On October 23, 2015, EPA published final carbon dioxide EGs under CAA 111(d) for existing EGUs, entitled “Carbon Pollution Emission Guidelines for Existing Stationary Sources: Electric Utility Generating Units,” 80 FR 64662 (October 23, 2015) (Clean Power Plan or CPP). On the same date, in connection with the CPP, EPA published a proposed rule for a federal plan to implement those guidelines, for model trading rules to aid implementation of the guidelines, and for amendments to Start Printed Page 16145the existing framework regulations implementing CAA 111(d) “Federal Plan Requirements for Greenhouse Gas Emissions From Electric Utility Generating Units Constructed on or Before January 8, 2014; Model Trading Rules; Amendments to Framework Regulations.” 80 FR 64966 (October 23, 2015) (the October 2015 Proposed Rule). Subsequently, on June 30, 2016, EPA published proposed design details of the Clean Energy Incentive Program (CEIP), an optional program that States could use to incentivize early emission reduction projects under the CPP. “Clean Energy Incentive Program Design Details,” 81 FR 42940 (June 30, 2016) (CEIP Proposed Rule). The EPA never finalized the October 2015 Proposed Rule or the CEIP Proposed Rule, and is not doing so today.

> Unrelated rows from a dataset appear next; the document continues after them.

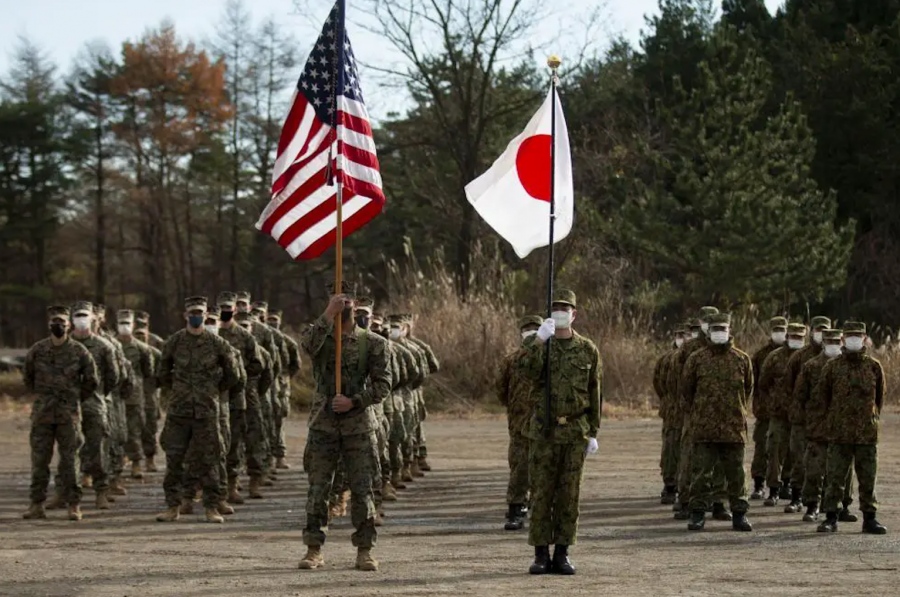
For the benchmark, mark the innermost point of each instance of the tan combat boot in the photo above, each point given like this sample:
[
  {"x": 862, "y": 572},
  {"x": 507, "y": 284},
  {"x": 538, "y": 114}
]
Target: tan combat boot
[
  {"x": 233, "y": 496},
  {"x": 170, "y": 515},
  {"x": 365, "y": 561},
  {"x": 35, "y": 512},
  {"x": 212, "y": 515},
  {"x": 313, "y": 558},
  {"x": 224, "y": 509}
]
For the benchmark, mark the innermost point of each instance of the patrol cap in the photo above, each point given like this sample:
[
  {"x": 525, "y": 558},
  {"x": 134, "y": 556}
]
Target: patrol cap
[
  {"x": 796, "y": 329},
  {"x": 195, "y": 303},
  {"x": 820, "y": 322},
  {"x": 854, "y": 328},
  {"x": 530, "y": 320},
  {"x": 564, "y": 296},
  {"x": 58, "y": 312}
]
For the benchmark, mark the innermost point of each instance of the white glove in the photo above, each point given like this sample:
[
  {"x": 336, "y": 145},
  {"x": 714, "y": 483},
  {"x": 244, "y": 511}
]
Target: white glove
[{"x": 547, "y": 329}]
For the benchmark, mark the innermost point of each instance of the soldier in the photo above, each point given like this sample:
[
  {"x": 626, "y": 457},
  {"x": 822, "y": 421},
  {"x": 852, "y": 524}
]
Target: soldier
[
  {"x": 852, "y": 390},
  {"x": 672, "y": 422},
  {"x": 515, "y": 391},
  {"x": 61, "y": 374},
  {"x": 556, "y": 460},
  {"x": 197, "y": 366},
  {"x": 141, "y": 359},
  {"x": 717, "y": 384},
  {"x": 342, "y": 425},
  {"x": 245, "y": 415},
  {"x": 759, "y": 466},
  {"x": 797, "y": 415},
  {"x": 774, "y": 384}
]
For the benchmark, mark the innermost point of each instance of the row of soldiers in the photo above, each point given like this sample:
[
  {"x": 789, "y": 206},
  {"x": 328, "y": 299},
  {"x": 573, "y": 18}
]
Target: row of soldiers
[{"x": 817, "y": 407}]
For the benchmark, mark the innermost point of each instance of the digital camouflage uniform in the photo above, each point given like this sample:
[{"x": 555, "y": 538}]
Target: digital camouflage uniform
[{"x": 61, "y": 378}]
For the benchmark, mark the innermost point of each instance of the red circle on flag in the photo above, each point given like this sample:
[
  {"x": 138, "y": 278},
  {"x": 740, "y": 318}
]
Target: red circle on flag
[{"x": 533, "y": 166}]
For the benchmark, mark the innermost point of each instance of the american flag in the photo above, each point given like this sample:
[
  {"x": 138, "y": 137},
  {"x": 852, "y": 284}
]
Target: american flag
[{"x": 302, "y": 214}]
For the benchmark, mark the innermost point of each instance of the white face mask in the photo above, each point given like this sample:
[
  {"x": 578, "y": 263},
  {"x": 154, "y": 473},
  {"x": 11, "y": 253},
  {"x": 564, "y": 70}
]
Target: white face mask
[
  {"x": 832, "y": 350},
  {"x": 562, "y": 319},
  {"x": 719, "y": 336},
  {"x": 854, "y": 343}
]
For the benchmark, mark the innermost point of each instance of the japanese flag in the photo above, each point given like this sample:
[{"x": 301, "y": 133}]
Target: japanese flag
[{"x": 513, "y": 196}]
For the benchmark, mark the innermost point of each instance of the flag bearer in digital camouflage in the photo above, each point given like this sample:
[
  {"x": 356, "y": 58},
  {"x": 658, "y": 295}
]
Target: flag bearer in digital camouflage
[
  {"x": 61, "y": 374},
  {"x": 852, "y": 387},
  {"x": 556, "y": 461}
]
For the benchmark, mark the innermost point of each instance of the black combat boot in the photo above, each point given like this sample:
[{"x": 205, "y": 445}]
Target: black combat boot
[
  {"x": 720, "y": 513},
  {"x": 698, "y": 520},
  {"x": 561, "y": 563},
  {"x": 830, "y": 523},
  {"x": 872, "y": 526},
  {"x": 541, "y": 563},
  {"x": 740, "y": 522}
]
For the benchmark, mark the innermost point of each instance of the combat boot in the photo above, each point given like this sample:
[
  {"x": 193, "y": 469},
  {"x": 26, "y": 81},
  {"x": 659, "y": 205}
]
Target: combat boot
[
  {"x": 313, "y": 558},
  {"x": 541, "y": 564},
  {"x": 35, "y": 512},
  {"x": 100, "y": 501},
  {"x": 255, "y": 484},
  {"x": 170, "y": 515},
  {"x": 698, "y": 520},
  {"x": 872, "y": 526},
  {"x": 75, "y": 512},
  {"x": 233, "y": 496}
]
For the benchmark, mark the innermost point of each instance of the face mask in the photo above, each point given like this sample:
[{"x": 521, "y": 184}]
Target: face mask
[
  {"x": 854, "y": 343},
  {"x": 719, "y": 336},
  {"x": 562, "y": 319},
  {"x": 832, "y": 350}
]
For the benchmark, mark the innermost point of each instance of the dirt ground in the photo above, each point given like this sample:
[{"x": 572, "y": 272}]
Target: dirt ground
[{"x": 444, "y": 537}]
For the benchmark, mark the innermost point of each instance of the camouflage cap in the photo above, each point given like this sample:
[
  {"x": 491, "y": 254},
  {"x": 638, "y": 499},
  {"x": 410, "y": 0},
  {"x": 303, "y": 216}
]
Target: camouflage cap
[
  {"x": 854, "y": 327},
  {"x": 58, "y": 312},
  {"x": 796, "y": 329},
  {"x": 195, "y": 303},
  {"x": 530, "y": 320},
  {"x": 226, "y": 299},
  {"x": 82, "y": 308},
  {"x": 820, "y": 321},
  {"x": 564, "y": 296}
]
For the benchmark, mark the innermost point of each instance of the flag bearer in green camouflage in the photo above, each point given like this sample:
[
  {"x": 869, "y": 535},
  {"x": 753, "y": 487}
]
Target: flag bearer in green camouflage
[
  {"x": 717, "y": 383},
  {"x": 515, "y": 390},
  {"x": 61, "y": 374},
  {"x": 760, "y": 463},
  {"x": 197, "y": 366},
  {"x": 342, "y": 426},
  {"x": 774, "y": 384},
  {"x": 671, "y": 422},
  {"x": 852, "y": 387},
  {"x": 556, "y": 461}
]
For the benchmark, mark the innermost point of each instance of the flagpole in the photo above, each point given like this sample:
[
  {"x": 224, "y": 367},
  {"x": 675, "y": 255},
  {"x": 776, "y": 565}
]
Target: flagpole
[{"x": 553, "y": 62}]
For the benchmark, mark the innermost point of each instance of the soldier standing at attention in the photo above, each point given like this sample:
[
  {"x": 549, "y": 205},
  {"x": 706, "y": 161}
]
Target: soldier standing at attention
[
  {"x": 196, "y": 366},
  {"x": 515, "y": 390},
  {"x": 852, "y": 389},
  {"x": 717, "y": 384},
  {"x": 557, "y": 455},
  {"x": 61, "y": 374},
  {"x": 758, "y": 468},
  {"x": 342, "y": 425}
]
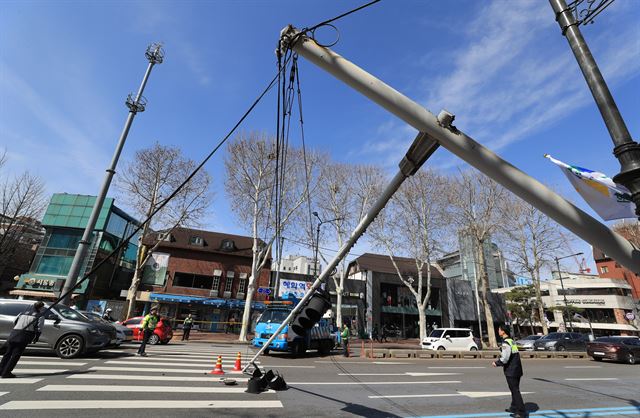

Instead, it is withdrawing them both.

The CPP was promulgated under Section 111 of the CAA. 42 U.S.C. 7411. Section 111 of the Clean Air Act authorizes the EPA to issue nationally applicable New Source Performance Standards (NSPS) limiting air pollution from “new sources” in source categories that cause or contribute to air pollution that may reasonably be anticipated to endanger public health or welfare. 42 U.S.C. Section 7411(b)(1). Under this authority, the EPA had long regulated new fossil fuel-fired power plants to limit air pollution other than carbon dioxide, including particulate matter (PM); nitrogen oxides (NOX) and sulfur dioxide (SO2). See 40 CFR part 60 subparts D, Da. In 2015, the EPA issued a rule that for the first time set carbon dioxide emissions limits for new fossil fuel-fired power plants. Standards of Performance for Greenhouse Gas Emissions From New, Modified, and Reconstructed Stationary Sources: Electric Utility Generating Units (New Source Rule), 80 FR 64510 (October 23, 2015). Under certain circumstances, when the EPA issues standards for new sources under Section 111(b), the EPA has the authority under Section 111(d), to prescribe regulations under which each State is to submit a plan to establish standards for existing sources in the same category. The EPA relied on that authority to issue the CPP, which for the first time required States to submit plans specifically designed to limit carbon dioxide emissions from existing fossil fuel-fired power plants.

Due to concerns about EPA's legal authority and record, 24 States and a number of other parties sought judicial review of the New Source Rule in the U.S. Court of Appeals for the District of Columbia. State of North Dakota v. EPA, No. 15-1381 (and consolidated cases) (D.C. Cir.). Similarly, due to concerns about EPA's legal authority and record, 27 States and a number of other parties sought judicial review of the CPP in the D.C. Circuit. State of West Virginia v. EPA, No. 15-1363 (and consolidated cases) (D.C. Cir.). On February 9, 2016, the Supreme Court stayed implementation of the CPP pending judicial review. Oral argument in the D.C. Circuit in North Dakota is currently scheduled for April 17, 2017. Following full merits briefing, oral argument in West Virginia was held before the D.C. Circuit, sitting en banc, on September 27, 2016. Both challenges to these rules are pending in the D.C. Circuit.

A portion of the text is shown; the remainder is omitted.